Chiunque in preda al panico alla curiosità o perchè autista dei furgoncini Bo-frost  abbia percorso qualche kilometro sulle strade delll’Italia odierna, soffermandosi non tanto a Torino Bologna o Palermo quanto a Romagnano al Monte, Coccomaro Di Sotto e (tutti no, son più di 7000) quegli altri paeselli lontani dalla grazia d’Iddio, lo sa.

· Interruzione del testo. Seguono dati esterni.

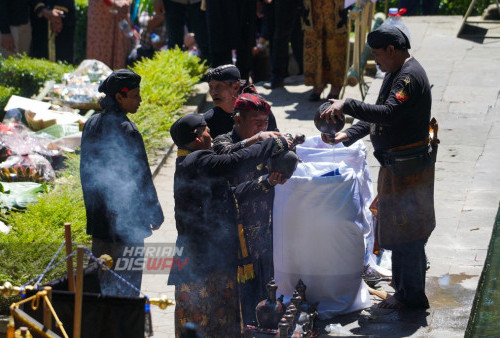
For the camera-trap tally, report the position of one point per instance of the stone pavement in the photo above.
(466, 103)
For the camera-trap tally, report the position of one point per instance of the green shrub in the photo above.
(5, 94)
(28, 74)
(167, 81)
(38, 232)
(80, 44)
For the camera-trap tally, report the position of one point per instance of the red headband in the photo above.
(246, 102)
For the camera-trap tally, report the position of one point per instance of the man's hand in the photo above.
(8, 42)
(158, 7)
(276, 178)
(261, 136)
(336, 108)
(339, 137)
(54, 16)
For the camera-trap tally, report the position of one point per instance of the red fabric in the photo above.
(252, 102)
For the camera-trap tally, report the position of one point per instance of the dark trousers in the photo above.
(177, 16)
(409, 265)
(286, 20)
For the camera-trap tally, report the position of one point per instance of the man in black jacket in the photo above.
(210, 234)
(15, 26)
(398, 121)
(120, 198)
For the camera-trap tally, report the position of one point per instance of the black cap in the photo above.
(121, 80)
(223, 73)
(183, 131)
(386, 35)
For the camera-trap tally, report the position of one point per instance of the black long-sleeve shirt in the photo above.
(401, 113)
(120, 198)
(206, 207)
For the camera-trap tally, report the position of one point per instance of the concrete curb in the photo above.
(194, 104)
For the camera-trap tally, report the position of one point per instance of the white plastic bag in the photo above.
(322, 227)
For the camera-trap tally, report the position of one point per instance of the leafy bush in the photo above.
(167, 81)
(38, 232)
(80, 44)
(5, 94)
(28, 74)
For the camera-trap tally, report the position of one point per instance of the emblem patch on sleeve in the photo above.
(402, 96)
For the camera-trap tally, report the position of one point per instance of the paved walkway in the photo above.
(466, 103)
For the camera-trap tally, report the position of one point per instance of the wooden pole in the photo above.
(77, 319)
(47, 315)
(69, 260)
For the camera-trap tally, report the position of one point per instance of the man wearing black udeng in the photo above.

Sa che, nonostante l’Italia sia bbbella perchè varia, sono presenti ovunque quelle caratteristiche tipiche del borgarello italiano che costituiscono un basilare punto d’appiglio in caso di smarrimento, sacrali totem esenti da leggi e balzelli proprio perchè pilastri dello Statuto di ogni infinitesimale frazioncina:
– il Bar Sport. Apatico e pacioso, brulicante di pensionati in canottiera.
– i pensionati in canottiera.
– insulti a sfondo calcistico su muretto.

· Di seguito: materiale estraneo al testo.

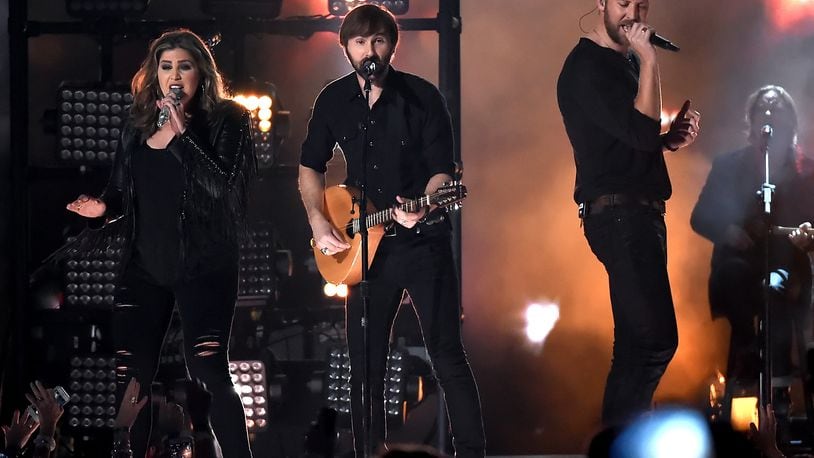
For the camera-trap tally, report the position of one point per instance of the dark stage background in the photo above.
(521, 238)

– Sagra/Fiera del più improbabile alimento.
– Chiesa/chiesetta/cappella/pilone dedicato a una versione della Madonna.
– Negozio di alimentari con fastidiose pseudo-tende all’ingresso.

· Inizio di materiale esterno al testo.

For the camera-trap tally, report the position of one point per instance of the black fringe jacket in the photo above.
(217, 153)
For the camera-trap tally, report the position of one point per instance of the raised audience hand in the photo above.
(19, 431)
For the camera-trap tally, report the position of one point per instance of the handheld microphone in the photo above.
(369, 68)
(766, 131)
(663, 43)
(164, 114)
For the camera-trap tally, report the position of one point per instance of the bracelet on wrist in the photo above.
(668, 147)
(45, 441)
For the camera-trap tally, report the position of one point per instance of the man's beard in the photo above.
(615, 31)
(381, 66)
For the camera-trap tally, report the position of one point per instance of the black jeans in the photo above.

Bene. Quello che sfugge, quello che unifica, quello che davvero è immancabile dalla confine alpino alla lontana Lampedusa è però tutt’altra cosa. Irrinunciabile. Il manifesto del circo di Moira Orfei. Talvolta sbiadito, solitamente arancione, quasi sempre ciclopico. Ebbene sì, è lei il simbolo di unità di quest’Italia del XXI secolo, è lei il trait-d-union tra le mille culture e i milioni di dialetti. E’ lei che Bossi deve combattere, altro che quel Garibaldi.